According to the latest EFRACom report – Animal Welfare in England: Domestic Pets – the RSPCA should no longer have the power to prosecute in animal welfare cases.
In news that has since received a backlash from a number of animal welfare charities, as well as the British Veterinary Association, the committee said that the RSCPA’s right to prosecute was causing a ‘conflict of interest’ with its other work in investigating, campaigning, and fundraising.
While the law states that anyone may bring a private prosecution, the committee argued that no other charity or private organisation maintains the same prosecution role and cited rising numbers of cruelty complaints and cases of the RSCPA taking pets away from vulnerable people as evidence that the RPSCA deterrent was not working and that prosecution was best left to the CPS.
200 Years of Experience
Since the report was published, the RSPCA has responded stating it is not willing to give up on prosecuting cases of animal welfare abuse.
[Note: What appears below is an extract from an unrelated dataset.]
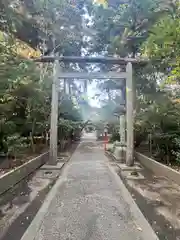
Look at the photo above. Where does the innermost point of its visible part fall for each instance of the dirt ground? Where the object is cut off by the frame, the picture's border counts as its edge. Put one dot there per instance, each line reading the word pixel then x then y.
pixel 19 205
pixel 158 199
Chief executive Jeremy Cooper cited the charity’s 200 years of experience and 92% prosecution success rate – higher than that of the CPS.
The RSPCA’s Head of Public Affairs, David Bowles, also pointed out that only 3% of the RSCPA’s overall budget is spent on legal fees, while numbers on the RSPCA website actually show a drop in cruelty complaint investigations from 159,831 in 2014 to 143,004 last year.
A number of other welfare charities have also come out in support of the RSPCA, including Battersea Dogs and Cats Home, the Dogs Trust, the Blue Cross, and Cats Protection, who all stated that they feared the change would lead to many cases of animal abuse going unprosecuted.
Most seem confused as to why this particular issue is being highlighted at all in a report that otherwise recommends some popular and positive changes, such as increasing animal welfare education, banning the third party sale of dogs, and increasing the maximum penalty for crimes against animals.
Passing the Buck?
One of the main concerns issued by many, and by vets in particular, is over who will take on the responsibility of animal welfare prosecutions if the role is taken away from the RSPCA.
“If you hand it over to the CPS – of course they will have other more important high-profile things,” said Bowles. “You’d expect those things to take priority over animal cases – my fear is that animals will go to the bottom of the list.”
The BVA issued a statement featuring similar concerns: who will take over the 90% of prosecution activity currently handled by the RSPCA? The worry is that the buck will eventually stop with vets, who will find themselves with a growing caseload as successful prosecutions peter out and animal cruelty continues unabated.